Agence africaine du médicament : L’Algérie victime d’un » fort lobbying »
L’Algérie a beaucoup d’ambition pour l’industrie pharmaceutique africaine et c’est la principale raison qui l’a poussée à postuler pour abriter le siège de l’Agence africaine du médicament.
Le vote du conseil exécutif de l’Union Africaine a eu lieu vendredi 15 juillet à Lusaka (Zambie) et c’est le Rwanda qui a été choisi avec 29 voix, contre 18 pour l’Algérie.
Les atouts des deux pays finalistes sont pourtant nettement déséquilibrés. L’Algérie est un mastodonte à l’échelle de l’Afrique. Plus vaste État du continent depuis la partition du Soudan, acteur énergétique mondial, un PIB 16 fois plus grand que celui du Rwanda, une industrie pharmaceutique florissante et une influence indéniable au niveau de l’Union africaine et ses instances.
Le Rwanda, petit pays enclavé de l’est de l’Afrique, et malgré une percée dans les nouvelles technologies pendant la dernière décennie, émarge toujours au registre des pays pauvres : 12 millions d’habitants se partagent un PIB de 10 milliards de dollars, avec un taux de pauvreté de 55 %.
En matière de santé et précisément d’industrie du médicament, l’Algérie est aussi loin devant avec près de 70 % des besoins nationaux produits localement et une ambition affichée d’augmenter les quantités exportées, notamment vers l’Afrique.
Dans ce domaine, l’Algérie est résolument tournée vers le continent. Lorsque la première usine de vaccin anti-covid a été ouverte en septembre 2021 à Constantine, en partenariat avec les Chinois, il a été précisé que le gros de la production sera destiné à couvrir les besoins de l’Afrique.
En mai dernier, c’est à Dakar (Sénégal) que l’Algérie a tenu un salon dédié à l’industrie pharmaceutique pour faire connaître les produits des laboratoires algériens, aussi nombreux que performants.
Il était dans l’ordre des choses que l’Algérie présente sa candidature pour abriter le siège de la nouvelle agence créée par l’Union africaine et il aurait été logique qu’elle soit élue sans grande difficulté.
Mais ce n’est pas ce qui s’est passé, en dépit d’un soutien actif du gouvernement. Ramtane Lamamra, ministre des Affaires étrangères et son camarade de l’Industrie pharmaceutique, Lotfi Ben Ahmed, se sont déplacés à Lusaka pour porter la candidature de l’Algérie.
Une ambition qui dérange
Il se trouve néanmoins que les enjeux de l’agence ont donné lieu à un lobbying hostile qui a eu raison de tous les atouts de l’Algérie.
Des sources proches du dossier en sont convaincues. Le projet et l’ambition de l’Algérie ont de quoi déranger de gros intérêts. « Nous voulons que les médicaments puissent être acquis à l’intérieur du continent. On essaie de plaider pour que le PNUD et l’OMS, lorsqu’ils font l’acquisition de médicaments et de produits, puissent le faire à l’intérieur de l’Afrique, pour que ça puisse donner une dynamique de développement », indiquait récemment à TSA une responsable au ministère de l’Industrie pharmaceutique.
Acquérir des médicaments en Afrique même, c’est avantageux pour le continent mais pas pour les grands laboratoires pharmaceutiques européens et américains. « Il y a eu un fort lobbying des grands laboratoires contre la candidature de l’Algérie » pour accueillir le siège de l’Agence africaine du médicament (AAM), affirme notre source.
En exerçant un fort lobbying, expliquent les mêmes sources, ils ambitionnent de contrôler l’AMA pour en faire un instrument qui maintient leur contrôle du marché africain face aux Russes et aux Chinois, mais aussi face à l’industrie locale émergente, entre autres algérienne.
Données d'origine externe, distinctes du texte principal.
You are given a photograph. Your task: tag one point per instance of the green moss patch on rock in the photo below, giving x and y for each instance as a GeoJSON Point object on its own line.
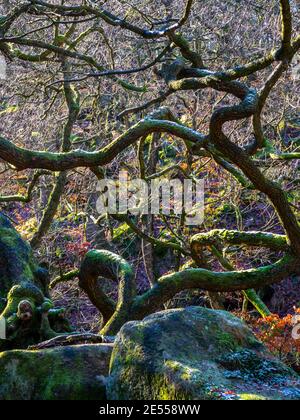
{"type": "Point", "coordinates": [195, 353]}
{"type": "Point", "coordinates": [62, 373]}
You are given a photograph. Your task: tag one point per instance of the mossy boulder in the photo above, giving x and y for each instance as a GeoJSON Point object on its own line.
{"type": "Point", "coordinates": [62, 373]}
{"type": "Point", "coordinates": [25, 305]}
{"type": "Point", "coordinates": [195, 353]}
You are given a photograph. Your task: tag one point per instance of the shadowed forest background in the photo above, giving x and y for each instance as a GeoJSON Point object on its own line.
{"type": "Point", "coordinates": [190, 90]}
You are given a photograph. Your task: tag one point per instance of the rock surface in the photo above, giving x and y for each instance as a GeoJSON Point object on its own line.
{"type": "Point", "coordinates": [62, 373]}
{"type": "Point", "coordinates": [195, 353]}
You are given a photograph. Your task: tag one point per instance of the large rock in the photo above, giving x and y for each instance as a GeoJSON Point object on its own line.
{"type": "Point", "coordinates": [195, 353]}
{"type": "Point", "coordinates": [61, 373]}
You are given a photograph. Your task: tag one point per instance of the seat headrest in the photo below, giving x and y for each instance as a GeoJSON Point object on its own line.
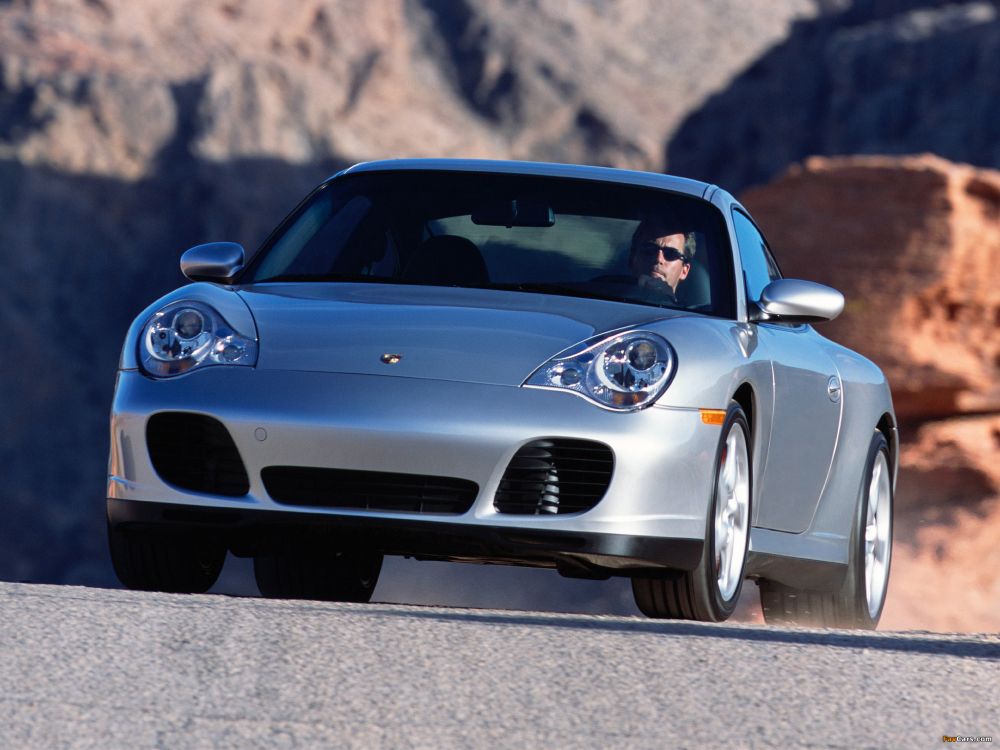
{"type": "Point", "coordinates": [447, 259]}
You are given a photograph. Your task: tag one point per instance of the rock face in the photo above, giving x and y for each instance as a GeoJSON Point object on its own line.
{"type": "Point", "coordinates": [880, 77]}
{"type": "Point", "coordinates": [105, 86]}
{"type": "Point", "coordinates": [913, 244]}
{"type": "Point", "coordinates": [944, 573]}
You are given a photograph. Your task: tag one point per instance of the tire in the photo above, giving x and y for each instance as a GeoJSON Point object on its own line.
{"type": "Point", "coordinates": [148, 561]}
{"type": "Point", "coordinates": [860, 600]}
{"type": "Point", "coordinates": [340, 577]}
{"type": "Point", "coordinates": [706, 593]}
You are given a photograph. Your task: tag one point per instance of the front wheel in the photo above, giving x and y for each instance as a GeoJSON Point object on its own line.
{"type": "Point", "coordinates": [329, 576]}
{"type": "Point", "coordinates": [861, 598]}
{"type": "Point", "coordinates": [710, 591]}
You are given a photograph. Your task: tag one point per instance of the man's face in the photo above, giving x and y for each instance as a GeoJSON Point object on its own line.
{"type": "Point", "coordinates": [661, 258]}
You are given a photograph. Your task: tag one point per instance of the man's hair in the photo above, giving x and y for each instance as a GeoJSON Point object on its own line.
{"type": "Point", "coordinates": [661, 226]}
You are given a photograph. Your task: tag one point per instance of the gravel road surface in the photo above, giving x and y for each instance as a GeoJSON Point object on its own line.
{"type": "Point", "coordinates": [86, 667]}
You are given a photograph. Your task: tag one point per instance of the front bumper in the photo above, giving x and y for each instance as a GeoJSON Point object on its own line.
{"type": "Point", "coordinates": [250, 532]}
{"type": "Point", "coordinates": [653, 514]}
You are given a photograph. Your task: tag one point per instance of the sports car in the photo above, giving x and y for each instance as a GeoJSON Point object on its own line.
{"type": "Point", "coordinates": [594, 370]}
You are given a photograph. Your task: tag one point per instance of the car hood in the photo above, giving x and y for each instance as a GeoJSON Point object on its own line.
{"type": "Point", "coordinates": [441, 333]}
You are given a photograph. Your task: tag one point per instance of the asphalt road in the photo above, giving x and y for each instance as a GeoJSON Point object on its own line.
{"type": "Point", "coordinates": [84, 667]}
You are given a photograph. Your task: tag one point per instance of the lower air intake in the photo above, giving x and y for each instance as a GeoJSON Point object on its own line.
{"type": "Point", "coordinates": [555, 476]}
{"type": "Point", "coordinates": [195, 452]}
{"type": "Point", "coordinates": [368, 490]}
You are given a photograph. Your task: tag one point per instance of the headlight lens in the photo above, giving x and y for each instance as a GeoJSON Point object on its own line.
{"type": "Point", "coordinates": [185, 335]}
{"type": "Point", "coordinates": [625, 371]}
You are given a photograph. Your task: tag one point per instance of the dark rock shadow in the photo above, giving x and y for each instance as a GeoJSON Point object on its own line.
{"type": "Point", "coordinates": [882, 77]}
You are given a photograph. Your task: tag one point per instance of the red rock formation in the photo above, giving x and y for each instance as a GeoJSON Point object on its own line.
{"type": "Point", "coordinates": [913, 243]}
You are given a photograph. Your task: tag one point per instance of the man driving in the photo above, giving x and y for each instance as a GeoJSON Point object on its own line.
{"type": "Point", "coordinates": [660, 258]}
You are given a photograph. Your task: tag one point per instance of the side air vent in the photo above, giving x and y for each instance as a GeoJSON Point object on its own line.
{"type": "Point", "coordinates": [368, 490]}
{"type": "Point", "coordinates": [555, 476]}
{"type": "Point", "coordinates": [195, 452]}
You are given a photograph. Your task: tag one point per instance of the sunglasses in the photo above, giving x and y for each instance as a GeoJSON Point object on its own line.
{"type": "Point", "coordinates": [669, 253]}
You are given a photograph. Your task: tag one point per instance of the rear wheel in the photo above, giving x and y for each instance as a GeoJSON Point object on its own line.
{"type": "Point", "coordinates": [711, 590]}
{"type": "Point", "coordinates": [859, 602]}
{"type": "Point", "coordinates": [150, 561]}
{"type": "Point", "coordinates": [342, 577]}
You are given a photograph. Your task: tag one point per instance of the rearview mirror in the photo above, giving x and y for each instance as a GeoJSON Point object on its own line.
{"type": "Point", "coordinates": [515, 213]}
{"type": "Point", "coordinates": [797, 301]}
{"type": "Point", "coordinates": [213, 261]}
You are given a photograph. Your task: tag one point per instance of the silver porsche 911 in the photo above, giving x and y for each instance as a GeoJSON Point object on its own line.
{"type": "Point", "coordinates": [587, 369]}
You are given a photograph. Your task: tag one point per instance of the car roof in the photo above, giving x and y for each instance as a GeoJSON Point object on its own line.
{"type": "Point", "coordinates": [543, 169]}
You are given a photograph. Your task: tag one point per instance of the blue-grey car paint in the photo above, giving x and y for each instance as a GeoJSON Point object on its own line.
{"type": "Point", "coordinates": [453, 405]}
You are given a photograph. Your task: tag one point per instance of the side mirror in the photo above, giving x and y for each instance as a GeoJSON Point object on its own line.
{"type": "Point", "coordinates": [213, 261]}
{"type": "Point", "coordinates": [797, 301]}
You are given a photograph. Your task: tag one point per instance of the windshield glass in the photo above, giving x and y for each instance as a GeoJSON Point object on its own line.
{"type": "Point", "coordinates": [495, 231]}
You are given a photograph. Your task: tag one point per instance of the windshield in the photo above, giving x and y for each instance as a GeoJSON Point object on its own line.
{"type": "Point", "coordinates": [496, 231]}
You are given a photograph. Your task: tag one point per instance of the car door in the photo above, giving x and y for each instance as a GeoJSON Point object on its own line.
{"type": "Point", "coordinates": [807, 404]}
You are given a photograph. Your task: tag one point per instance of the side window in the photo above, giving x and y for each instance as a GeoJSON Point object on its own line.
{"type": "Point", "coordinates": [759, 268]}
On comprend mieux ce qui s’est passé lorsqu’on voit le mandat et la mission de l’agence. L’idée de son lancement remonte à 2007 avec l’adoption du Plan de fabrication des produits pharmaceutiques pour l’Afrique par le conseil exécutif de l’UA. Le traité portant sa création a été adopté par le 32e sommet des chefs d’État en février 2019.
Son objectif est de mettre en commun les ressources et les expertises du continent pour améliorer l’accès aux médicaments, de bonne qualité et à des prix abordables. Il est notamment spécifié que l’AMA œuvrera à réduire la dépendance du continent à l’égard des produits importés.